AWS Certified Machine Learning Engineer – Associate (MLA-C01) — Question 34
A company has implemented a data ingestion pipeline for sales transactions from its ecommerce website. The company uses Amazon Data Firehose to ingest data into Amazon OpenSearch Service. The buffer interval of the Firehose stream is set for 60 seconds. An OpenSearch linear model generates real-time sales forecasts based on the data and presents the data in an OpenSearch dashboard.
The company needs to optimize the data ingestion pipeline to support sub-second latency for the real-time dashboard.
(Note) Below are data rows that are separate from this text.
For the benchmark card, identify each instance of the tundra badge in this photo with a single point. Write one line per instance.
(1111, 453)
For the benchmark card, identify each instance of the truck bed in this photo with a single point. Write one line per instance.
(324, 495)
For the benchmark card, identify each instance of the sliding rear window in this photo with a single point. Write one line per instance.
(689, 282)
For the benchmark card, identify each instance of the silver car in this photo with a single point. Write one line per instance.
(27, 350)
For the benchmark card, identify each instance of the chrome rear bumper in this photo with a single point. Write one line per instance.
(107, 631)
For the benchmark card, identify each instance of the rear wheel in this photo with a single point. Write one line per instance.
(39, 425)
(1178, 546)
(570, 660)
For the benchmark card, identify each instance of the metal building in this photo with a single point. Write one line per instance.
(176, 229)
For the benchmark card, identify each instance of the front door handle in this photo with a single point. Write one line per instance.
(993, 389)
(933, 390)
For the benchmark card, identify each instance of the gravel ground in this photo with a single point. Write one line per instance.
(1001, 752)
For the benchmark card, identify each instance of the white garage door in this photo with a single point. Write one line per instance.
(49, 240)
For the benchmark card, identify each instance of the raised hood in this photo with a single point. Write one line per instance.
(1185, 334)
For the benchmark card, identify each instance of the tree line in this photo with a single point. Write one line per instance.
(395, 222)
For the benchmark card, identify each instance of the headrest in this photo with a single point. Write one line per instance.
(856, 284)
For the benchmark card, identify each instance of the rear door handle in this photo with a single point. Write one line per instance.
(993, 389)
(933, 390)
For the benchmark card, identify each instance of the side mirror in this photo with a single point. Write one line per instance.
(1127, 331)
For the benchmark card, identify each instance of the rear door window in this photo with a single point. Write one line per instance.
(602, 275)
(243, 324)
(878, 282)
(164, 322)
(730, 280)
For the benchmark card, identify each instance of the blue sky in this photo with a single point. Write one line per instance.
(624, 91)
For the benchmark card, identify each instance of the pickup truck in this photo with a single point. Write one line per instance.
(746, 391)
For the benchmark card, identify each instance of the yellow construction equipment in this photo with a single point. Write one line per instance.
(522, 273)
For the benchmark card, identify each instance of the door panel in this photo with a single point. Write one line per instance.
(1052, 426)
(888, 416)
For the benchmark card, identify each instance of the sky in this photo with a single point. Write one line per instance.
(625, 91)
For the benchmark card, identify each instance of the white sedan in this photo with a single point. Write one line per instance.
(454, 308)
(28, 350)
Which change to the architecture will meet these requirements?
Answer options
- A. Use zero buffering in the Firehose stream. Tune the batch size that is used in the PutRecordBatch operation.
- B. Replace the Firehose stream with an AWS DataSync task. Configure the task with enhanced fan-out consumers.
- C. Increase the buffer interval of the Firehose stream from 60 seconds to 120 seconds.
- D. Replace the Firehose stream with an Amazon Simple Queue Service (Amazon SQS) queue.
Correct answer: A
Explanation
Option A is correct because using zero buffering allows for immediate data ingestion, significantly reducing latency. The other options either increase the buffer time (C), introduce a different service that may not meet the sub-second requirement (B), or change the ingestion method entirely without addressing the latency issue (D).